3. Nobody is as unique as they think they are
Everyone believes they are the outlier – they are the company that isn’t breaking any rules, wasting any tickets, or having tickets sold out the back door. And in their small universe, they’re likely right. In psychology they call this “illusory superiority.”
But in the universe of 7,000+ companies with tickets and suites in North American alone, there are dozens of companies with strikingly similar goals, policies, politics, and sensitivities. More importantly, auditors don’t see a company’s “uniqueness,” they only see if that company is adhering to the laws and rules in place.
4. Every Company Gets Audited Every Year
The vast majority (over 90%) of companies get audited annually. If your company is public, has private investors, carries insurance or works with banks on financial business instruments, then you’re either getting audited externally or you’re voluntarily paying for one every year.
Just because sports tickets haven’t come up to the business side yet, it doesn’t mean they are not part of the audit report. They likely are in the report and are creating a real risk for your business and the programs themselves.

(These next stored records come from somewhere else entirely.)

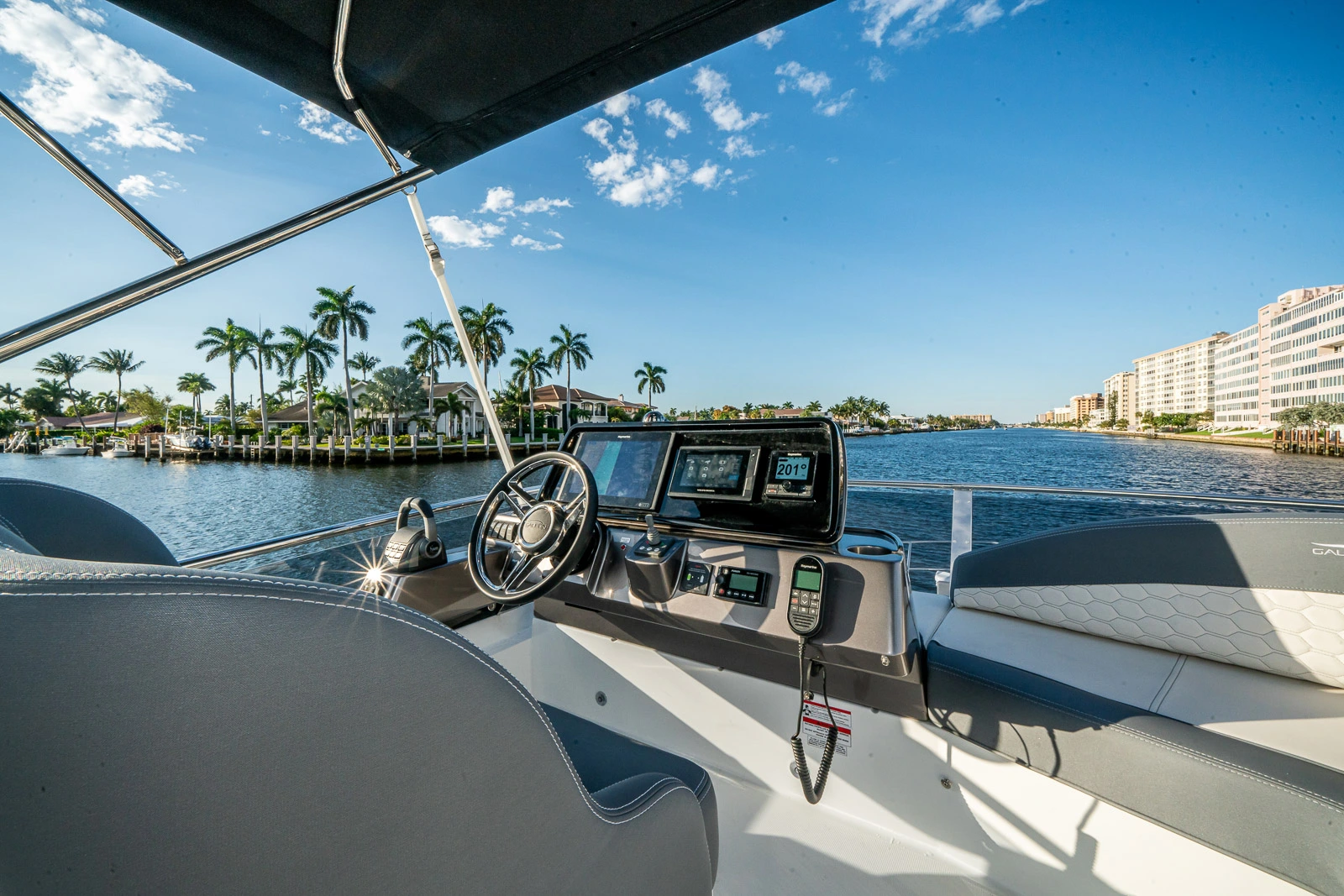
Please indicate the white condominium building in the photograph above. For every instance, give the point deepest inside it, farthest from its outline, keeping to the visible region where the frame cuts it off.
(1303, 358)
(1179, 380)
(1122, 389)
(1236, 380)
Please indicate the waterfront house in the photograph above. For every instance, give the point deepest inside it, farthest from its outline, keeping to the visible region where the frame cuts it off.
(410, 421)
(101, 421)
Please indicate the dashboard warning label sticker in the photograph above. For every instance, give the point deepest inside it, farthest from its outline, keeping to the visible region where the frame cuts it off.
(816, 726)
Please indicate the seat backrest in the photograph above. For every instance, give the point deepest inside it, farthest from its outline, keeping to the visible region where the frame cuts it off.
(1257, 590)
(170, 730)
(65, 523)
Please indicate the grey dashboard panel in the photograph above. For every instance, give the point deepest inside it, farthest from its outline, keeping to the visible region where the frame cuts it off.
(643, 468)
(869, 642)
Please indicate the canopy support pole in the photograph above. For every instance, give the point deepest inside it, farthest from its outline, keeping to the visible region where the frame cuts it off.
(93, 181)
(436, 258)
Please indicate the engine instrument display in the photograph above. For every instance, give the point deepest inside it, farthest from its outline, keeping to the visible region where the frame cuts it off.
(722, 473)
(790, 474)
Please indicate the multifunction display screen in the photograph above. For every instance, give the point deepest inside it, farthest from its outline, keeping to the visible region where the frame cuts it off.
(625, 465)
(792, 466)
(712, 470)
(722, 473)
(743, 582)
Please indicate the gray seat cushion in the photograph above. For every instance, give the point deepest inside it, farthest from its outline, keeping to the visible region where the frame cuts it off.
(616, 768)
(170, 730)
(64, 523)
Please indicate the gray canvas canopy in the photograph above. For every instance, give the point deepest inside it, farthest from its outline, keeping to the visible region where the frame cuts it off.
(445, 82)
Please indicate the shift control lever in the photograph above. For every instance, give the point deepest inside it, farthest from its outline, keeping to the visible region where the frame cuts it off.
(651, 533)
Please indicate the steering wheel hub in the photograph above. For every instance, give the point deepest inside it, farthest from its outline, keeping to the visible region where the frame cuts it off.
(541, 527)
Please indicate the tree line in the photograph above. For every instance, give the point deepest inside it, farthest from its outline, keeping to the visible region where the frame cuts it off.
(302, 358)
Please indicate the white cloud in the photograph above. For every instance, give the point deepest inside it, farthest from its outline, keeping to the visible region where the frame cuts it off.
(911, 19)
(981, 13)
(143, 186)
(320, 123)
(535, 244)
(772, 36)
(543, 206)
(714, 93)
(907, 23)
(497, 201)
(460, 231)
(832, 107)
(136, 186)
(710, 176)
(739, 147)
(625, 177)
(85, 81)
(678, 123)
(620, 107)
(799, 78)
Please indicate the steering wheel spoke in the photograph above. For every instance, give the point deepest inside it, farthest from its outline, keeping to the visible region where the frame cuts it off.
(544, 537)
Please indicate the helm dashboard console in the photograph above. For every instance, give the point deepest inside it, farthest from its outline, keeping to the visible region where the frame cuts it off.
(737, 508)
(759, 479)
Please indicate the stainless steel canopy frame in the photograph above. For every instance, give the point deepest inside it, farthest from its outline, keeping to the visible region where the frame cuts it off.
(93, 181)
(76, 317)
(436, 258)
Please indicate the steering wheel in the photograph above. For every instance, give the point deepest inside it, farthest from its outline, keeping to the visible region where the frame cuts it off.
(544, 537)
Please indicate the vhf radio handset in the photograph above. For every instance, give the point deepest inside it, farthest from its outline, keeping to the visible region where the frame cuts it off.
(806, 616)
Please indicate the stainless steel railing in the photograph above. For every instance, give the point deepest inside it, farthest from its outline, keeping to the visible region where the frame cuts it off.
(963, 527)
(961, 515)
(280, 543)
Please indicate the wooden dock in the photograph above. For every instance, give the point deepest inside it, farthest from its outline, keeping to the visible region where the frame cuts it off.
(155, 446)
(1324, 443)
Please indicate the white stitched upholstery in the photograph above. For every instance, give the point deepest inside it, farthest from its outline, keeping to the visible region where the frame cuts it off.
(1289, 633)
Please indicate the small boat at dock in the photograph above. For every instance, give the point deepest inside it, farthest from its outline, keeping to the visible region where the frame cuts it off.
(65, 446)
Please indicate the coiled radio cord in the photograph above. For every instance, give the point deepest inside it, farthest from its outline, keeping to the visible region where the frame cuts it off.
(812, 792)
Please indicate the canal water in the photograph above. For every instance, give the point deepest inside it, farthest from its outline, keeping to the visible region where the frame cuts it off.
(198, 506)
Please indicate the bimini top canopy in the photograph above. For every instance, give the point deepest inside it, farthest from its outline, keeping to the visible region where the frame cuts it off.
(447, 81)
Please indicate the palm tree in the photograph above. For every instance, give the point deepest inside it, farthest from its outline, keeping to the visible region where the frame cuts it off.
(528, 369)
(391, 391)
(486, 329)
(365, 363)
(228, 343)
(46, 396)
(342, 313)
(315, 354)
(65, 367)
(120, 362)
(649, 378)
(194, 385)
(288, 387)
(108, 402)
(262, 354)
(432, 344)
(570, 349)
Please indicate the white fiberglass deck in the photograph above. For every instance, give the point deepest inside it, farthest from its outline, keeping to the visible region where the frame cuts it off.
(911, 810)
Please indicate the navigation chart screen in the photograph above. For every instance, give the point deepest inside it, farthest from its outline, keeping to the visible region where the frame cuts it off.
(625, 465)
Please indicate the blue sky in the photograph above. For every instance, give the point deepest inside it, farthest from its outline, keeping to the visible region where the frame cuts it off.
(956, 207)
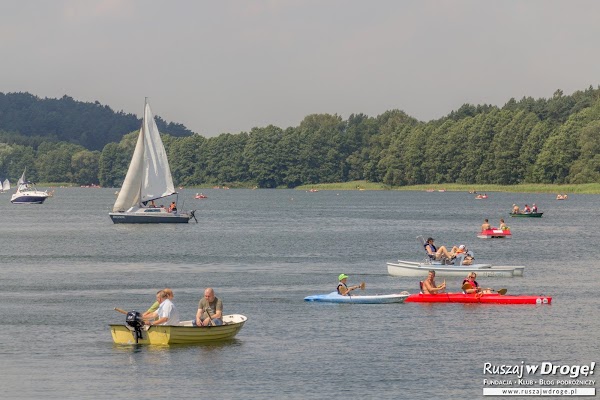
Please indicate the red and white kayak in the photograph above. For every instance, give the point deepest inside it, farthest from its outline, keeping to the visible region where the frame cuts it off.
(494, 233)
(492, 298)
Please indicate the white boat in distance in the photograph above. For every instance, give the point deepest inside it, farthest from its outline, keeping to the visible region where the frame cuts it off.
(27, 192)
(409, 268)
(148, 178)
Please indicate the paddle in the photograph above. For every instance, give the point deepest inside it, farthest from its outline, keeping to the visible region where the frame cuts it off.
(468, 286)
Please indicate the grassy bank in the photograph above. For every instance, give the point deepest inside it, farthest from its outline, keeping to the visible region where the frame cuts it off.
(588, 188)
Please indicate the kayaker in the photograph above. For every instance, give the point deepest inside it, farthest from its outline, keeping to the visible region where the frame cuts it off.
(167, 313)
(342, 288)
(429, 286)
(486, 225)
(210, 310)
(435, 253)
(470, 279)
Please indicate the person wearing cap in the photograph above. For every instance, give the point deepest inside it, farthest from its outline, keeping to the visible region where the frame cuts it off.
(342, 288)
(486, 225)
(429, 286)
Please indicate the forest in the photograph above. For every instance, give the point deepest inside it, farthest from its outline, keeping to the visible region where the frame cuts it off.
(554, 140)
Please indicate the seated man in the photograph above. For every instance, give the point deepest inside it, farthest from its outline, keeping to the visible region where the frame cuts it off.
(463, 256)
(210, 310)
(435, 253)
(486, 225)
(429, 286)
(166, 313)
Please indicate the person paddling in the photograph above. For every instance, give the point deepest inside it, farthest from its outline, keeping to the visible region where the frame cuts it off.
(470, 285)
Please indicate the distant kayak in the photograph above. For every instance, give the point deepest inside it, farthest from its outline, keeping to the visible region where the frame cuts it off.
(334, 297)
(491, 298)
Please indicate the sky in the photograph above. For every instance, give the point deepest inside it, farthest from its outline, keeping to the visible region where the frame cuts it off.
(228, 66)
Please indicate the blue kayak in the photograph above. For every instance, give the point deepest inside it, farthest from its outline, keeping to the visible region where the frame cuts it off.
(334, 297)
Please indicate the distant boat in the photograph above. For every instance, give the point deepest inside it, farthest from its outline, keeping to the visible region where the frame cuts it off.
(27, 192)
(148, 178)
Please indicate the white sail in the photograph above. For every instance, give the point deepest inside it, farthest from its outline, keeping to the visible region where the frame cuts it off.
(149, 176)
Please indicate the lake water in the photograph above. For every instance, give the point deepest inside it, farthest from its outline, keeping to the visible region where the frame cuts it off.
(65, 266)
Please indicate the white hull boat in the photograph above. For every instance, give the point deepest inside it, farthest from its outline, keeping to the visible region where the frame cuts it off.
(409, 268)
(148, 178)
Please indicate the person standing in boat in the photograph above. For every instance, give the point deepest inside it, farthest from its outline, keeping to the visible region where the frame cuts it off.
(210, 310)
(167, 313)
(429, 286)
(342, 288)
(470, 279)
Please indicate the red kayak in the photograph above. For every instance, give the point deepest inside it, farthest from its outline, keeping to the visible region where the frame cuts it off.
(492, 298)
(494, 233)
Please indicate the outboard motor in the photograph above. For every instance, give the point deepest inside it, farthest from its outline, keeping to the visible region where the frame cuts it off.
(134, 319)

5. Seniority Creates More Risk
Sports and concert tickets have a lot of emotional value. Often that means the executive team gets first pick of the hottest events regardless of the business use case.
This belief in seniority leads to tickets getting hoarded, abused and misused, or sold out the back door. That leads to major penalties, fines, and, in Microsoft’s case, lawsuits.
If there isn’t a process in place for tickets to be removed from subjectivity and used based on merit, it is very likely many of or all five of these unfortunate circumstances are playing out despite the efforts of good, well-intentioned, highly-capable people.
Just please don’t kill the messenger!